Foto: Pedro França/ Agência Senado/JC

A sessão deliberativa da quarta-feira (16) foi a última de Davi Alcolumbre como presidente do Senado, e vários senadores aproveitaram para parabenizá-lo pela gestão nos últimos dois anos. Davi foi eleito presidente em 2019, no pleito mais disputado que o Senado já teve: ele concorreu com outros cinco candidatos e recebeu 42 votos, apenas um a mais do que a maioria absoluta necessária para a vitória. Ele não pode ser candidato à reeleição.

Os parlamentares destacaram que Davi soube transformar o clima acirrado daquela eleição em um clima de diálogo com todos os colegas. A senadora Kátia Abreu (PP-TO) afirmou que o presidente foi uma “grande surpresa” e admitiu que o apoiaria para um segundo mandato, se isso fosse possível.

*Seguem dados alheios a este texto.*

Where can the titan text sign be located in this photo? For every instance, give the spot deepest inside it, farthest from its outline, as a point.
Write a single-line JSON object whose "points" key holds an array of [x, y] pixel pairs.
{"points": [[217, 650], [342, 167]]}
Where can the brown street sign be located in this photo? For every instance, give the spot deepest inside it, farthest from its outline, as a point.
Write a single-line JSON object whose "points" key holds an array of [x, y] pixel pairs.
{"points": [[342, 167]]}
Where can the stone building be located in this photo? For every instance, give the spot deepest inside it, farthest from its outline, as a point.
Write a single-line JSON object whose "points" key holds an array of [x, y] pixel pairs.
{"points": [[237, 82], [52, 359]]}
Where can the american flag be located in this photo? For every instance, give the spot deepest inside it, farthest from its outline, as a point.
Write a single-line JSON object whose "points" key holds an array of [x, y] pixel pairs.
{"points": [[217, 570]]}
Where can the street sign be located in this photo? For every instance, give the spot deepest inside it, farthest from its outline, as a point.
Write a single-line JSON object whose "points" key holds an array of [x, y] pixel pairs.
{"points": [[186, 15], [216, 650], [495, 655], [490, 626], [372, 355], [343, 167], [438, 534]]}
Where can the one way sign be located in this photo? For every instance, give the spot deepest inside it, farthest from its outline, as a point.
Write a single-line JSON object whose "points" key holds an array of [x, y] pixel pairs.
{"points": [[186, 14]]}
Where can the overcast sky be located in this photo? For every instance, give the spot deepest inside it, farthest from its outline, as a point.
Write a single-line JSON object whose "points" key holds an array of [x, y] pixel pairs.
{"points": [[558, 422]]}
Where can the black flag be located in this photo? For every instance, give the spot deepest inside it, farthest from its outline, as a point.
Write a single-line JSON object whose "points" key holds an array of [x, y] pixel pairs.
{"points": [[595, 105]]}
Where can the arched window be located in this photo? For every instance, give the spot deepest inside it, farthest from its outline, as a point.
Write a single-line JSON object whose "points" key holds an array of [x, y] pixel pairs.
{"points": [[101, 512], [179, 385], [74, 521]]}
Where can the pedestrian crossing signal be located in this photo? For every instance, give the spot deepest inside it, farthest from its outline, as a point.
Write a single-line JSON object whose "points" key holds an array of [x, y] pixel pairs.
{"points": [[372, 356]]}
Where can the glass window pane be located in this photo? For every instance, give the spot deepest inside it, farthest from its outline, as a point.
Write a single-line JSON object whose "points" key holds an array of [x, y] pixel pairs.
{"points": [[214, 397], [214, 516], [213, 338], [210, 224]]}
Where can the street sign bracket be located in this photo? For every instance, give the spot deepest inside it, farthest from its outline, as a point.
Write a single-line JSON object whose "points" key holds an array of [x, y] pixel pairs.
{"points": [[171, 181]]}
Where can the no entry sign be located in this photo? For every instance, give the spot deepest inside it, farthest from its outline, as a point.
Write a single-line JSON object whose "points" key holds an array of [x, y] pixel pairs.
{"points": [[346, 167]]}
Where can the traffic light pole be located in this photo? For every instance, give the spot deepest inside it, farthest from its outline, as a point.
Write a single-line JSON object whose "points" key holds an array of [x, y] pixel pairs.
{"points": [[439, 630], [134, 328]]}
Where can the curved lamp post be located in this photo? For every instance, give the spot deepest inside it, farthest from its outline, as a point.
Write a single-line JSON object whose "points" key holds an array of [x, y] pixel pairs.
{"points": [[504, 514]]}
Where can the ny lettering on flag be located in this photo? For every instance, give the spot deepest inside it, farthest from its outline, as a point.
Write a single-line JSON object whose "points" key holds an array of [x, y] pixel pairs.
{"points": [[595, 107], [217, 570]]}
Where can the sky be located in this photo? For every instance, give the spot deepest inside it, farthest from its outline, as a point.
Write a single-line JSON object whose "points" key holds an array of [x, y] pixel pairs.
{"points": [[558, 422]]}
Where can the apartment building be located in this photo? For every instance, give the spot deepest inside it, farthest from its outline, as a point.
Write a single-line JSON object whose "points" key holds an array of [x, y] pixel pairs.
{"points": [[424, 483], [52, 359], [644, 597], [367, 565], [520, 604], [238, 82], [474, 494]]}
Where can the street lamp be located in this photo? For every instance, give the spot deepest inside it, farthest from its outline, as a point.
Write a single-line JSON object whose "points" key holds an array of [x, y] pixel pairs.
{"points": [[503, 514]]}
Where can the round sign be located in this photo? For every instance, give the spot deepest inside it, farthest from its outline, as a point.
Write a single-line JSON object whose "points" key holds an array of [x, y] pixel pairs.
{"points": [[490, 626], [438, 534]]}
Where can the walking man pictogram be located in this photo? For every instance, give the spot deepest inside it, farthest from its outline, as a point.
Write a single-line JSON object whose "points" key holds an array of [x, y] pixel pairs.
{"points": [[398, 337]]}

— Muito obrigada por ter sido muito correto com todos aqueles que não votaram em você. No dia seguinte, você já não se lembrava mais disso. Eu não fui discriminada nesta Casa por não ter votado em você. Que esse exemplo do Davi sirva de cópia para os políticos do Brasil.

Kátia Abreu protagonizou um dos episódios mais tensos da eleição de 2019, quando tomou das mãos de Davi Alcolumbre uma pasta de documentos enquanto ele conduzia a sessão de votação. Davi comandava os trabalhos por ser o único remanescente da Mesa da legislatura anterior que continuava no mandato, mas Kátia e outros senadores argumentavam que, como candidato, ele não podia presidir a eleição.

Os discursos também destacaram positivamente a idade de Davi Alcolumbre, que é o presidente mais jovem do Senado desde que a Casa passou a eleger o seu presidente, na década de 1960. Ele assumiu o cargo com 41 anos.

Para o senador Antonio Anastasia (PSD-MG), que acompanhou Davi como 1º vice-presidente do Senado nos últimos dois anos, observou que o colega demonstrou experiência e empenho.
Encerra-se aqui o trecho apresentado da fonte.